The road infrastructure of the irradiated area is being upgraded and the fields are full of workers who are stripping off the soil. Everywhere, there are dumps full of back bags of soil and biomass, low-level radioactive waste. One looks at the landscape, perhaps bright green in summer, or golden-russet in autumn, and it looks so peaceful and innocent. However, the level of radioactivity varies widely, from negligible to three times the permissible limit. There are 'hot-spots', small and large. In Iitate the town is open for business and its buildings are shiny with newness, but only 10% of the population has returned, mostly elderly people. Radiation levels in Iiatate are low: in the local noodle restaurant only 2% of the permitted maximum, but translocation means that the situation is unreliable. Forests cannot be decontaminated without razing them. Radioactive leaves blow across and settle on the decontaminated fields.

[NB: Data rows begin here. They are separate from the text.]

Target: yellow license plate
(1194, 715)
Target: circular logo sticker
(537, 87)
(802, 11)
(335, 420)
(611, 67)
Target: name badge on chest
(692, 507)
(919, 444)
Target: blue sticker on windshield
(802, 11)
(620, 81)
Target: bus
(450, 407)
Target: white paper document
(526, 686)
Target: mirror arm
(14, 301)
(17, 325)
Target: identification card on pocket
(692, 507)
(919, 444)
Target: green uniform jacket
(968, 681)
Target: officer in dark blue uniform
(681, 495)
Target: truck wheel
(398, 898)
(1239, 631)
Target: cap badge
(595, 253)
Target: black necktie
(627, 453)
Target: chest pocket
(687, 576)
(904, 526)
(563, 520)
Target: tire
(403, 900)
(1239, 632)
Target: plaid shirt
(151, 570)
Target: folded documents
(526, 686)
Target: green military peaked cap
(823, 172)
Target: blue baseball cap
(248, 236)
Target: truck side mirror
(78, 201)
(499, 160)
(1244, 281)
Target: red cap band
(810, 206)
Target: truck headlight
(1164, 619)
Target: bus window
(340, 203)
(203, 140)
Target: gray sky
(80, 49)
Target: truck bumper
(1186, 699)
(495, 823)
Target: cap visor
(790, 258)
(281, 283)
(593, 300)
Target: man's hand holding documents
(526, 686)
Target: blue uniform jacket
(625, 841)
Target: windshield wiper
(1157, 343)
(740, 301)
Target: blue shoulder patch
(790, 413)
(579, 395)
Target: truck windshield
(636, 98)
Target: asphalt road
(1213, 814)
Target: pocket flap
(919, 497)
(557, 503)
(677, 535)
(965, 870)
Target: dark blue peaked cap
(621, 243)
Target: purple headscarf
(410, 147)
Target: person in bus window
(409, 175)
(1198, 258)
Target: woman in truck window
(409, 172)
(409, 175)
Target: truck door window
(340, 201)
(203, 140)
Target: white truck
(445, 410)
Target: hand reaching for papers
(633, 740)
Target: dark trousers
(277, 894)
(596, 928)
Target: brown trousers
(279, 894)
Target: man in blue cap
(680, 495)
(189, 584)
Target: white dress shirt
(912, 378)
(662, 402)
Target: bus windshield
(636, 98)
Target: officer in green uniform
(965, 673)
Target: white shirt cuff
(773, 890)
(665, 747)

Down the road in the interdicted area there is a plant where contaminated soil is being mixed with uncontaminated soil and spread on the land so that a variety of plants can be grown in it. This is an interesting experiment with careful control and monitoring of the processes involved (even rainwater is collected from the roof of the plant and tested for contamination). However, the workers need 40 minutes to deal with one cubic metre of soil. Unless the final process is heavily automated it will be a Sisyphean task. Meanwhile, the problem of what to do with hundreds of thousands of bags of radioactive soil and biomass seems insoluble.
In Natori, on the coast near Sendai, I met an elderly couple who were looking after 30 dementia patients in sheltered housing. They had decided to devote their lives to serving the community, in thanks for having survived the tsunami. Overlooked by the local authority they were struggling with a care burden that was making their lives intolerable, but they soldiered on with strength and fortitude, uncomplaining. We took the matter up with the local authority and pleaded that they be given more support.
The tsunami zone has been losing population for decades and the disaster could only accelerate that process. Yet, not all is lost. Artists have been irresistibly attracted to the area. Small businesses have reappeared. Tepco, the culprits of the nuclear disaster, have been talking about establishing a vineyard in the area. The Sanriku narrow-gauge railway, devastated by the tsunami, was washed out by the floods of October 2019 (which also submerged and ruined 12 brand-new Shinkansen bullet trains). However, it has been mulling over returning to service on a model akin to the Welsh tourist lines, and there is solid local support for this community asset.
In contrast to Europe, in Japan property
loses its value over time. Perhaps this is part of the philosophical concept of
the impermanence of human existence. However, there is nothing ephemeral about
the resurgence of life on the Sanriku coast after the devastating triple
disaster. We have just witnessed ten years of a most remarkable transition,
from devastation to the reestablishment of orderly life.